Fiat vende i suoi motori ai camion Daimler

Le due aziende hanno allo studio altre collaborazioni sul mercato asiatico

nostro inviato a Cernobbio (Como)
Fiat Group e DaimlerChrysler (la denominazione Chrysler, dopo la cessione della società al fondo Cerberus, scomparirà dal prossimo autunno) tornano a parlarsi dopo le mancate nozze del 2000, quando Gianni Agnelli preferì alla soluzione tedesca (la cessione tout court dell’Auto al gruppo di Stoccarda), l’accordo con la General Motors che di fatto rappresentava una vendita differita della divisione agli americani. Sciolti i vincoli con Detroit, a riavvicinare Torino e Stoccarda è ora un’intesa decennale che ha come protagonista Fiat Powertrain Technologies, la società creata nel 2005 per produrre motori e cambi da vendere soprattutto ad altri costruttori.

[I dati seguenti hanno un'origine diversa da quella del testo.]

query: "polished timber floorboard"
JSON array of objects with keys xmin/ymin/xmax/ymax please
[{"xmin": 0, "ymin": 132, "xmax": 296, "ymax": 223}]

L’accordo annunciato dall’amministratore delegato del Lingotto, Sergio Marchionne, insieme a Dieter Zetsche, presidente di DaimlerChrysler, viene definito «strategico» e coinvolge per ora solo Mitsubishi Fuso Bus & Truck Corporation, azienda controllata dal colosso tedesco. Ai giapponesi la divisione guidata da Alfredo Altavilla fornirà motori diesel di 3 litri e 177 cavalli da impiegare sul furgone Canter che verrà commercializzato nei principali mercati, tra cui Europa e lo stesso Sol levante. Il contratto prevede la realizzazione di circa 80mila motori l’anno, a partire dal 2009. Per Torino l’accordo significa un business complessivo di 2,4 miliardi (circa 300 milioni di fatturato per ogni anno).
Il motore al centro dell’intesa viene costruito soltanto a Foggia, «ma tra breve - spiega una nota - sarà avviata la produzione anche in un altro sito nel quadro della strategia di globalizzazione di Fpt». Il Canter, venduto in 132mila unità nel 2006 in oltre 10 Paesi, è uno dei camion leggeri di maggior successo in Asia.
Ma Fiat Group e DaimlerChrysler sembrano intenzionate a non limitare la collaborazione alla fornitura di motori. I due gruppi stanno infatti esaminando ulteriori opportunità in altri mercati, tra cui l’Asia sudorientale. «Questo accordo è di importanza fondamentale nella strategia mirata a sviluppare partnership strategiche in tutti i settori - ha ricordato Marchionne - e l’intesa con DaimlerChrysler è una conferma che la decisione presa due anni fa di unificare in uno specifico settore le nostre attività relative ai motori è stata giusta. Abbiamo prodotti e capacità tecniche in grado di soddisfare le richieste di un mercato esigente». Per il numero uno di DaimlerChrysler, Zetsche «le norme odierne e future sulle emissioni richiedono un elevato livello di investimenti e di specializzazione tecnologica. Questo accordo conferisce valore aggiunto a entrambe le società». «Ai nostri clienti - ha commentato Andreas Renschler, capo del gruppo autocarri a Stoccarda - offriremo il motore leggero più moderno».
In Borsa, intanto, il titolo Fiat si avvicina a 22 euro (21,7 dopo il più 0,65% di ieri).